Proving HMM forward algorithm via induction instead of "trellis diagram reasoning".

404 Views Asked by At

Here are two example papers that use the trellis reasoning approach, which doesn't really click with my brain:

In fact every HMM exposition I've come across seems to duplicate the same work (regarding the forward algorithm. Here I want to prove the recursive formula via induction because it's a perfect application for it!

But I will need some help.

Let $T$ be the length of our observation sequence $O = o_1 \cdots o_T$, and we're trying to prove $P(O|\lambda) = \sum\limits_{i=1}^N \alpha_T(i)$. That is $P(O|\lambda)$ is the probability of seeing the observation sequence $O$ given our model $\lambda = (A, B)$ where $A$ is the $N \times N$ state transition probability matrix and $B$ is the $N \times M$ matrix of observation probabilities at each state.

Note that $P(q_i | q_j) \equiv a_{q_jq_i}$ for any arbitrary state sequence $Q = q_1q_2\cdots$, that is $q_i \in \{1, \dots N\}$ for all $i$. Similarly $P(o_i | q_j) \equiv b_{q_jo_i} \equiv b_{q_j}(o_i)$. By definition that is.


Now if $T = 1$ then let that be our inductive basis case. In that case $P(O| \lambda) \equiv \sum\limits_{|Q| = 1} P(O|Q) P(Q) = \sum\limits_{i=1}^N \pi_{i} b_{i}(O_1) = \sum\limits_{i=1}^N \alpha_1(i)$ since $\alpha_1(i) \equiv P(o_1 ; q_1 = i | \lambda)$ by definition. The basis case is proved.

Now suppose that $P(O'| \lambda) = \sum\limits_{i=1}^N \alpha_{T-1}(i)$ for an observation sequence of length $T-1$. Then it is our job now to prove that, when we append another observation $O = O'\cdot o_T$ that $P(O | \lambda) = \sum\limits_{i=1}^N \alpha_{T}(i)$.

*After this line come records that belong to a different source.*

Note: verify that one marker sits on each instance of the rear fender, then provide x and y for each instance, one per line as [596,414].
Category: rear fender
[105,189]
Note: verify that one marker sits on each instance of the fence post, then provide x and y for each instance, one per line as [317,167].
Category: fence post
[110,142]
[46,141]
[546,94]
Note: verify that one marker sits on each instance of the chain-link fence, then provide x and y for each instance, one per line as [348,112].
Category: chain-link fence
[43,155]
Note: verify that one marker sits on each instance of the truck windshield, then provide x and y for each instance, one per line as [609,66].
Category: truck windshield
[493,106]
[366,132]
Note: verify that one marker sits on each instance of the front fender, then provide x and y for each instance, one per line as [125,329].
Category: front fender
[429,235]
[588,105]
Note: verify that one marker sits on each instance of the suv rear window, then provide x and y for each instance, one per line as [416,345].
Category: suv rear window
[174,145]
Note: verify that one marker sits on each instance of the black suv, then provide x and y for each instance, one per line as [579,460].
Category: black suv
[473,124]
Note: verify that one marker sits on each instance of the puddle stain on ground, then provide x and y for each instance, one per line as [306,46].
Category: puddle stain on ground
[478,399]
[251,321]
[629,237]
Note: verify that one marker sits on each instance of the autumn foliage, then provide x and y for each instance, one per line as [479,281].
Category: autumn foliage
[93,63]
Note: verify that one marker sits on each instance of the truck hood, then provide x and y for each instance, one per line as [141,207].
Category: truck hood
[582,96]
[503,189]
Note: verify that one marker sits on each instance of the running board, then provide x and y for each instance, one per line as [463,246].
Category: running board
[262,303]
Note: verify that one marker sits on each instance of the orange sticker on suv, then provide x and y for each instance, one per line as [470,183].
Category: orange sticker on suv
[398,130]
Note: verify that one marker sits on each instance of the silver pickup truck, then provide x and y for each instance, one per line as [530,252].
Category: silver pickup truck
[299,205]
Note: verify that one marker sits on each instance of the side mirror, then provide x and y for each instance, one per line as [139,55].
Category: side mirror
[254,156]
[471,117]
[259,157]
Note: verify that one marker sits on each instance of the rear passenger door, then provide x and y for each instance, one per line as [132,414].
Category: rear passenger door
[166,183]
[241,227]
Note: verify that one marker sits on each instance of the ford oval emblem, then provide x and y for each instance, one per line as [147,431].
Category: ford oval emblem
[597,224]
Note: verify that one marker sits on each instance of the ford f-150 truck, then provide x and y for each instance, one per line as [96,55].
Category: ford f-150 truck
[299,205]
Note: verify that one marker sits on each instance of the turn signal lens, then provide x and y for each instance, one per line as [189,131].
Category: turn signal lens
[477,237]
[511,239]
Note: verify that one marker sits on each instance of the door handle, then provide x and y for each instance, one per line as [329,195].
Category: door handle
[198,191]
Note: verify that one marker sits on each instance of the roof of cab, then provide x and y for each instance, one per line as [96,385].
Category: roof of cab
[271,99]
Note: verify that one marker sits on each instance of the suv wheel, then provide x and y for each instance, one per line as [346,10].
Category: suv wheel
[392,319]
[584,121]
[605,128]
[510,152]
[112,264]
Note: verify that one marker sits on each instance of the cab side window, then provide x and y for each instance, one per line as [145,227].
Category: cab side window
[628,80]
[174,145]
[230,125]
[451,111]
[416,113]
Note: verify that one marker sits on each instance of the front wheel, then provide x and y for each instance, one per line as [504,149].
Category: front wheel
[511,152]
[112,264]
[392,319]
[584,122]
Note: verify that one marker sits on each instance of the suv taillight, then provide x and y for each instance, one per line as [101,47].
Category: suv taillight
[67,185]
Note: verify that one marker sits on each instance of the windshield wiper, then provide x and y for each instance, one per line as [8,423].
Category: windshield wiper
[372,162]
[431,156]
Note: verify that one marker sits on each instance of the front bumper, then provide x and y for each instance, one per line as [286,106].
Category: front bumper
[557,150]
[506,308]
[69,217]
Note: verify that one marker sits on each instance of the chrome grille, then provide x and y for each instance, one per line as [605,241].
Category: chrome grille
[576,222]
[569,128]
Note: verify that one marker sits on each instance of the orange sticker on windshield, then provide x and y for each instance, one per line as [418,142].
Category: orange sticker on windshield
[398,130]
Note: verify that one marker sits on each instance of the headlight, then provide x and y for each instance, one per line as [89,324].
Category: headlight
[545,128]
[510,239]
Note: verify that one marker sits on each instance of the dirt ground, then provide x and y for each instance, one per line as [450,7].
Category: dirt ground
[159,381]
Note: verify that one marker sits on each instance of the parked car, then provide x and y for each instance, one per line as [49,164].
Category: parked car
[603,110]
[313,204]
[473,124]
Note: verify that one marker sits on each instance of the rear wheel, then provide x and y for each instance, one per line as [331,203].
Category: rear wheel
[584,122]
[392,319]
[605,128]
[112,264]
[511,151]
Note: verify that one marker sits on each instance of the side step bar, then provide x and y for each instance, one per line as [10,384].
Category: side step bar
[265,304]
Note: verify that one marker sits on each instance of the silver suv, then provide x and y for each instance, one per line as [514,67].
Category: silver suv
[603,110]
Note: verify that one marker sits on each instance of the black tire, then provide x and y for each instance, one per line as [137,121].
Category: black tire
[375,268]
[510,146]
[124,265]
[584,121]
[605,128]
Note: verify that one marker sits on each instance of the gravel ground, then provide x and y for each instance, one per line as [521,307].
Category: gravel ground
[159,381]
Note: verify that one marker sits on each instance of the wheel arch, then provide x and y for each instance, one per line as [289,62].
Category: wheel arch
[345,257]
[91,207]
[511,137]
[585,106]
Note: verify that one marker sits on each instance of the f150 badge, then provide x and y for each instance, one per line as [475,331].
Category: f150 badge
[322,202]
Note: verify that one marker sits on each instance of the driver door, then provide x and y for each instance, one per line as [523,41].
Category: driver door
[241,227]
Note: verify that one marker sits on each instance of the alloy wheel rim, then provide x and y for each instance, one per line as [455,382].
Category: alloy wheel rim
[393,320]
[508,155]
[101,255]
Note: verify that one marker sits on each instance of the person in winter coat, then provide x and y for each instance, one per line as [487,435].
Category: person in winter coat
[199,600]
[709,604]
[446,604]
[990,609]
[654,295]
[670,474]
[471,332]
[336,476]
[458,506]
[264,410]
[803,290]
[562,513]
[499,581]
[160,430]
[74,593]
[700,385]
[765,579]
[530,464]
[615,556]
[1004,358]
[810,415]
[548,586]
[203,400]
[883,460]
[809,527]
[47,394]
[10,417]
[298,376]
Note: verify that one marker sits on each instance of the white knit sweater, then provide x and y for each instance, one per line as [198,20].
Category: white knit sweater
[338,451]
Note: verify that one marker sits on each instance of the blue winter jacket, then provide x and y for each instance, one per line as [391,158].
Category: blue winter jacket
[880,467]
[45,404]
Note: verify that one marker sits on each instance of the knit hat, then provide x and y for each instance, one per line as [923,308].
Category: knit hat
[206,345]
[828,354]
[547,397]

Suppose that the model $\lambda$ has seen the hidden state sequence $Q'$ and at the same time has seen the observation sequence $O'$ with $|O'| = |Q'| = T-1$. Then if we multiply that joint probability $P(O', Q')$ by the probability of arriving at $q_T$ and observing $o_T$ we just need to sum over all such products to get what we're after. Namely,

$P(O | \lambda) = \sum\limits_{i=1}^N P(O', Q') P(q_T | q_{T-1}) P(o_T | q_T)$.

Now here is where I am stuck because we need $q_{T-1}$ to be the end of an arbitrary hidden state sequence but that is not part of the summation limits.

I know this method will work out, intuitively. Just need some help over this symbolic hurdle.

1

There are 1 best solutions below

0
On BEST ANSWER

$$P(o_1 o_2 \cdots o_{T}; q_{T} = j| \lambda) = \\ [\sum\limits_{j' = 1}^N P(o_1 o_2 \cdots o_{T-1}; q_{T-1} = j'| \lambda) \cdot P(q_{T}=j| q_{T-1} = j')] \cdot P(o_{T} | q_{T} = j) = \\ [\sum\limits_{j'=1}^N \alpha_{T-1}(j') a_{j'j}] b_{j}(o_T) = \alpha_T (j)$$

Now all you do is sum over $j \in {1, \dots, N}$. Thus a direct proof is sufficient. Not sure how you would apply induction here.